Trotz Stacheldraht, Mauer und Schießbefehl nahmen viele Bürger der DDR das Risiko auf sich, in den Westen zu fliehen. Die Gründe zu gehen, waren ganz individuell, die Wege in den Westen vielfältig. Die SED reagierte darauf mit einem Ausbau des Grenzregimes und einer Ausweitung der Kontrollsysteme.

Einführung

Bis zum 13. August 1961 hatte die SED-Diktatur bereits etwa ein Sechstel ihrer Bürger verloren, über drei Millionen Menschen waren geflohen. Mit dem Bau der Mauer versuchte die SED, die Fluchtbewegung in den Westen zu stoppen. Dies gelang ihr nicht vollständig: Gerade durch den Mauerbau wurden viele Beziehungen zwischen Ost und West getrennt, sodass besonders in Ost-Berlin und im Berliner Umland der Fluchtdruck anstieg.

Trotz Stacheldraht, Mauer und Schießbefehl nahmen viele Bürger der DDR das Risiko auf sich, in den Westen zu fliehen. Die Gründe zu gehen, waren ganz individuell, die Wege in den Westen vielfältig. Die SED reagierte darauf mit einem Ausbau des Grenzregimes, einer Ausweitung der Kontrollsysteme und einer Einbindung von Personal und Ressourcen der Sicherheitsbehörden und der zivilen Verwaltung. So wurden in den 1980er-Jahren etwa 80 Prozent der Fluchtwilligen bereits vor Erreichen der Grenze verhaftet. Flüchtlinge suchten nach immer neuen Wegen und bekamen dabei Unterstützung von Fluchthelfern aus dem Westen. Auch die Fluchthilfe entwickelte sich: Waren die ersten Hilfsaktionen oft solidarische Handlungen von West-Berliner Studenten, die Familienmitgliedern und Angehörigen helfen wollten, boten später Fluchthelfergruppen Hilfe gegen Bezahlung an. Viele Fluchtversuche missglückten – sie wurden bereits im Vorfeld verraten oder bei der Umsetzung entdeckt und die Flüchtlinge wegen „versuchter Republikflucht“ zu mehrjährigen Haftstrafen in DDR-Gefängnissen verurteilt. Die Bundesrepublik begann 1963 mit einem, damals noch geheimen, Geschäft: Sie kaufte politische Häftlinge der DDR frei, die Haftstrafen wurden ausgesetzt und die Häftlinge meist in den Westen entlassen.
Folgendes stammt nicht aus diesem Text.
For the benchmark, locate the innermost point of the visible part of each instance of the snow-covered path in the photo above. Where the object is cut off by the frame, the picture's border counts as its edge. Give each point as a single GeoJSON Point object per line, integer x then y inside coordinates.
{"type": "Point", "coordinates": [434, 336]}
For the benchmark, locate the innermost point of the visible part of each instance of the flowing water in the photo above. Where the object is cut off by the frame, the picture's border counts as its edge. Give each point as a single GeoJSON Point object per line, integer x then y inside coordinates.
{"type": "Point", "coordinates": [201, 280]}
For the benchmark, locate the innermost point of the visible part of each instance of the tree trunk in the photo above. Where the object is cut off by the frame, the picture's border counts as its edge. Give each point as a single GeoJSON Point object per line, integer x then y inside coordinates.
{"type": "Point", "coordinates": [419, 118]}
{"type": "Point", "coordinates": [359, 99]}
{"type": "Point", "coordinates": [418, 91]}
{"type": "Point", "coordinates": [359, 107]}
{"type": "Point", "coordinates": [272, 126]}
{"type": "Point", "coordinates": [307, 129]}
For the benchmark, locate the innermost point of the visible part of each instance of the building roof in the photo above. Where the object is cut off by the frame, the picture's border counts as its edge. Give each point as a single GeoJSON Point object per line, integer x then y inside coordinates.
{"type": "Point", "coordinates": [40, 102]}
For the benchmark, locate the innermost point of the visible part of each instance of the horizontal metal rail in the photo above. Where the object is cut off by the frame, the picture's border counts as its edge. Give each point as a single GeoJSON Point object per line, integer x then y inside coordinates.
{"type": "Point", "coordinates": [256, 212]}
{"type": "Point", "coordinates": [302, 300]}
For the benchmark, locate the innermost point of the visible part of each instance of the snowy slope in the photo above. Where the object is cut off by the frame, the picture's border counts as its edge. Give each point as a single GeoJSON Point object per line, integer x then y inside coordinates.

Dafür verhandelten die Bonner Politiker mit den Verhandlungspartnern in Ost-Berlin und zahlten Devisen oder lieferten Waren.
„Wohin möchten Sie entlassen werden: In die DDR oder in die Bundesrepublik?“ Für viele Häftlinge bedeutete diese im Gefängnis oft gestellte Frage kurz vor der Entlassung eine Erfüllung ihrer Hoffnungen. Nicht alle wagten es angesichts der Erfahrungen des Haftalltags, sie mit „Bundesrepublik“ zu beantworten.